Wegen der weiteren Einzelheiten des Sach- und Streitstandes wird auf den Inhalt der Gerichtsakte und der aus dem Verfahren VG 3 K 1670/17 beigezogenen Verwaltungsvorgänge des Beklagten (zwei Ordner, sechs Hefte) verwiesen. Diese waren Gegenstand der Entscheidungsfindung.
Die Klage hat Erfolg.
I. Die Kammer konnte entscheiden, ohne dem Beklagten die beantragte Schriftsatzfrist zu gewähren.
Bei der Entscheidung, ob bei Vorliegen erheblicher Gründe eine Schriftsatzfrist (§ 173 Satz 1 VwGO i. V. m. § 283 ZPO) nachzulassen ist, hat das Gericht nach pflichtgemäßem Ermessen sowohl das Gebot der Beschleunigung des Verfahrens als auch den Anspruch des Beteiligten auf Gewährung rechtlichen Gehörs zu berücksichtigen (vgl. BVerwG, Beschluss vom 23. April 2009 – 2 B 79/08 –, juris Rn. 5).
Vorliegend fehlt es schon am Eintritt der vom Beklagten für die Gewährung einer Schriftsatzfrist genannten Bedingung, dass die Kammer in seiner Entscheidung maßgeblich auf den Schriftsatz des Klägers vom 17. April 2024 abstellt. Die Ausführungen in dem Schriftsatz stellen im Wesentlichen eine Wiederholung und Zusammenfassung des bisherigen Vorbringens des Klägers im hiesigen Verfahren und im Verfahren VG 3 K 4395/15 dar. Da der Beklagte ausreichend Gelegenheit hatte, zu den klägerischen Argumenten Stellung zu nehmen, kommt im Übrigen dem Gebot der Verfahrensbeschleunigung der Vorrang zu. Soweit sich der Schriftsatz vom 17. April 2024 auf Haushaltsjahre ab 2018 bezieht, sind diese hier nicht verfahrensgegenständlich.
II. Die Klage ist als Verpflichtungsklage (§ 42 Abs. 1 2. Alt. VwGO) statthaft und auch im Übrigen zulässig. Der Kläger war trotz Erschöpfung der bereitgestellten Haushaltsmittel aus dem Titel 685 80 199 nicht gehalten, zur Durchsetzung der eigenen Förderung insbesondere die zugunsten des Landesverbands getroffene Zuwendungsentscheidung des Beklagten im Wege der Drittanfechtung anzugreifen (vgl. hierzu OVG ... , Urteil vom 10. Mai 2005 – OVG 1 A 744/03 –, S. 13 f. EA mit Nachweisen). Dies ergibt sich vorliegend bereits daraus, dass die Zuwendung an den Landesverband nicht durch einen (anfechtbaren) Bescheid festgesetzt, sondern aufgrund einer (nicht anfechtbaren) Vereinbarung geleistet wurden.

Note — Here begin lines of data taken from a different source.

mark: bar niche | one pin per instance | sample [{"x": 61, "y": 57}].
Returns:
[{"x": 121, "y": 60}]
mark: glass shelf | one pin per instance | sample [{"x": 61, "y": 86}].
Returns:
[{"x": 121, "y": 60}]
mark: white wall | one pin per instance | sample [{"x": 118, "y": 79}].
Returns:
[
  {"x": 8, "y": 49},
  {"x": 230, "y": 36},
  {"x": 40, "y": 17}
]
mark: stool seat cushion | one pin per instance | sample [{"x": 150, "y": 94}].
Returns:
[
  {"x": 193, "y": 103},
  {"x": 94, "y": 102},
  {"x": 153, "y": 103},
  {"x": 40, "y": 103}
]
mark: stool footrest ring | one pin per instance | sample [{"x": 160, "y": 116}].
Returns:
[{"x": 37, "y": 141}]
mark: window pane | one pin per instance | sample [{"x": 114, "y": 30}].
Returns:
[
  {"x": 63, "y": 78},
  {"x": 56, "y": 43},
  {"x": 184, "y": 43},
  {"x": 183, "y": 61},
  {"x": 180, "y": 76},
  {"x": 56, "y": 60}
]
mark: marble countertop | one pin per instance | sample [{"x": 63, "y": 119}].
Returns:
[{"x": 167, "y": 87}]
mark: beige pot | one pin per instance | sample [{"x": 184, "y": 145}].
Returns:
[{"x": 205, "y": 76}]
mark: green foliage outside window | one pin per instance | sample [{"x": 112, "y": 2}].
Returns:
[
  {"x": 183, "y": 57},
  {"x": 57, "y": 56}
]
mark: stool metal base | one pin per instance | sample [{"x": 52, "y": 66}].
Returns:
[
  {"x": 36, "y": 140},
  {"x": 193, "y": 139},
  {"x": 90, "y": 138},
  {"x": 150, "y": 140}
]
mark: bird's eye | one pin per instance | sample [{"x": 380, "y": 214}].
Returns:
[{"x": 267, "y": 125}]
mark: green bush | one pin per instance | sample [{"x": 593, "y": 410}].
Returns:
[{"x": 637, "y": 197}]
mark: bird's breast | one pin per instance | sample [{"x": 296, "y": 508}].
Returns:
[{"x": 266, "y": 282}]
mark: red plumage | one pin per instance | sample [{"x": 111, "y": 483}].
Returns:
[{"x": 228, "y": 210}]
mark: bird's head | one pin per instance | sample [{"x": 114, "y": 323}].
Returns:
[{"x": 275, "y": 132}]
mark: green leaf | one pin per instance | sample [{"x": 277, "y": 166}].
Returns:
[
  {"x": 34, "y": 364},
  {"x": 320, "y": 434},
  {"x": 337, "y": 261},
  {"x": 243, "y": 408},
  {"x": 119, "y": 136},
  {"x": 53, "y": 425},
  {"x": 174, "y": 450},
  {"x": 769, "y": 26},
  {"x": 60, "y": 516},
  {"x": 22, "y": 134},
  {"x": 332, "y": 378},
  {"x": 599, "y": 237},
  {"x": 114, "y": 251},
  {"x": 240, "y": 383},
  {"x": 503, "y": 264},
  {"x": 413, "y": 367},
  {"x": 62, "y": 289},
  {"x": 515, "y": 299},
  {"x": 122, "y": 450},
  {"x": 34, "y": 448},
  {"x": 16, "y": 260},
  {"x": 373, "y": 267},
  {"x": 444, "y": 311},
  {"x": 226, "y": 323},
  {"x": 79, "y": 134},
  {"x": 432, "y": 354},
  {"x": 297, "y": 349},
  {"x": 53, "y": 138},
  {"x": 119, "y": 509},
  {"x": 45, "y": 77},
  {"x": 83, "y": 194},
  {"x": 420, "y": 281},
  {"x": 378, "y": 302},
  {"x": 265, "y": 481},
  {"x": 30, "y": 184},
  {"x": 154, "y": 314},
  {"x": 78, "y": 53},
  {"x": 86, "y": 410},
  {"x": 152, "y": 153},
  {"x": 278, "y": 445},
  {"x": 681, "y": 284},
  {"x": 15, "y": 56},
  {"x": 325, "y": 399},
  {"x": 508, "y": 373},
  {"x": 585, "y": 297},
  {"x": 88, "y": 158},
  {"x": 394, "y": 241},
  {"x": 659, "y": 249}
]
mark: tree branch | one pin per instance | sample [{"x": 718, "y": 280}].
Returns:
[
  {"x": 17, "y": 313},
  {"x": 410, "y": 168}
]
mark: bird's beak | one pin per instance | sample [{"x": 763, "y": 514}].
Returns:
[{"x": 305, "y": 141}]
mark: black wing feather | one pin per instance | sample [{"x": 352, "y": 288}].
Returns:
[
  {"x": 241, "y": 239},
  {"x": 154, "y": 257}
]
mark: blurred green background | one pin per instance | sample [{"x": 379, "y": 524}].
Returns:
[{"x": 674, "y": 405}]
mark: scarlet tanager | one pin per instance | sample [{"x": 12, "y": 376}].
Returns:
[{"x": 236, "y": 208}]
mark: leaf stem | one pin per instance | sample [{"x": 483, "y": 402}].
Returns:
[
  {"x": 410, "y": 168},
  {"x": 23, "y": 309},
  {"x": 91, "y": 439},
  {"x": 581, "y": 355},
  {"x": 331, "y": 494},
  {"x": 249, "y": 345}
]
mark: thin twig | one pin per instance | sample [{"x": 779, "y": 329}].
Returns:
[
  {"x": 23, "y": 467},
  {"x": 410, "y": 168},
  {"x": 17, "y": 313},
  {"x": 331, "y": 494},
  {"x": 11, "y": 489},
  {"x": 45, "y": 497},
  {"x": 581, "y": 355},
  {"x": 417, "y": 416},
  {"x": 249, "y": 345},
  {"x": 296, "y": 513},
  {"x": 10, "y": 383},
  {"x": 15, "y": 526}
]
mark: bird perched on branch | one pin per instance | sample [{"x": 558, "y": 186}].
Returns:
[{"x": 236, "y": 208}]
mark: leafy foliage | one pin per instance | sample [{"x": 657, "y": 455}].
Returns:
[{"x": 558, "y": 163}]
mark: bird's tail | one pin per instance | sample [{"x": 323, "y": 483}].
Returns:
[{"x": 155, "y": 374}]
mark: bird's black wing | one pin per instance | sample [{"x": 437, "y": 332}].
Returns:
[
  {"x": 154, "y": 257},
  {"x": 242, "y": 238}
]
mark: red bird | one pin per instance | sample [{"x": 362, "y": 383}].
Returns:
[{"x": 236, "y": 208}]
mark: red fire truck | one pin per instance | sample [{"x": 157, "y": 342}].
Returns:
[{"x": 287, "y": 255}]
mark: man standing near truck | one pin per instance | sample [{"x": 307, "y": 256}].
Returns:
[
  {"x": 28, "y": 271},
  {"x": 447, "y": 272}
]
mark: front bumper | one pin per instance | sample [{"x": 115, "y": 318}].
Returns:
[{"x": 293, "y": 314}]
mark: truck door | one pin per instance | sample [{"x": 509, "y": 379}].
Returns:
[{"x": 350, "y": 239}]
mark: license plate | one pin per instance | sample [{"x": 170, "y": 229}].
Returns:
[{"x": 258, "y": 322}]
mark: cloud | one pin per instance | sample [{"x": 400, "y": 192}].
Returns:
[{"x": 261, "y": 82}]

Der Einwand des Beklagten, eine weitere Gewährung von Fördermitteln an den Kläger scheide schon wegen der erschöpften Haushaltsmittel aus, steht der Zulässigkeit der Klage nicht entgegen. Insoweit wird auf die Ausführungen des Gerichts mit Urteil vom 27. Juni 2003 (VG 12 K 4144/00 –, S. 15 EA m.w.N.) verwiesen, denen sich die Kammer anschließt (vgl. auch VG Köln, Urteil vom 12. August 2022 – 16 K 2526/19 –, juris Rn. 70; VG Meiningen, Urteil vom 1. Dezember 2016 – 2 K 401/15 Me –, juris Rn. 43 m.w.N.; OVG Magdeburg, Urteil vom 5. September 2007 – 3 L 193/04 –, juris Rn. 29; OVG Münster, Urteil vom 8. Januar 2002 – 15 A 2052/99 –, juris Rn. 46; BVerwG, Urteil vom 18. Juli 2002 – 3 C 54/01 –, juris Rn. 22; für eine Begrenzung auf den Haushaltsansatz aber: Verfassungsgericht des Landes Brandenburg, Urteil vom 24. April 2012 – 47/11 –, juris Rn. 54; VG ... , Urteil vom 19. Mai 2014 – VG 12 K 1993/13 –, S. 17 EA; wohl auch OVG ... , Urteil vom 10. Mai 2005 – OVG 1 A 744/03 –, S. 13 f. EA).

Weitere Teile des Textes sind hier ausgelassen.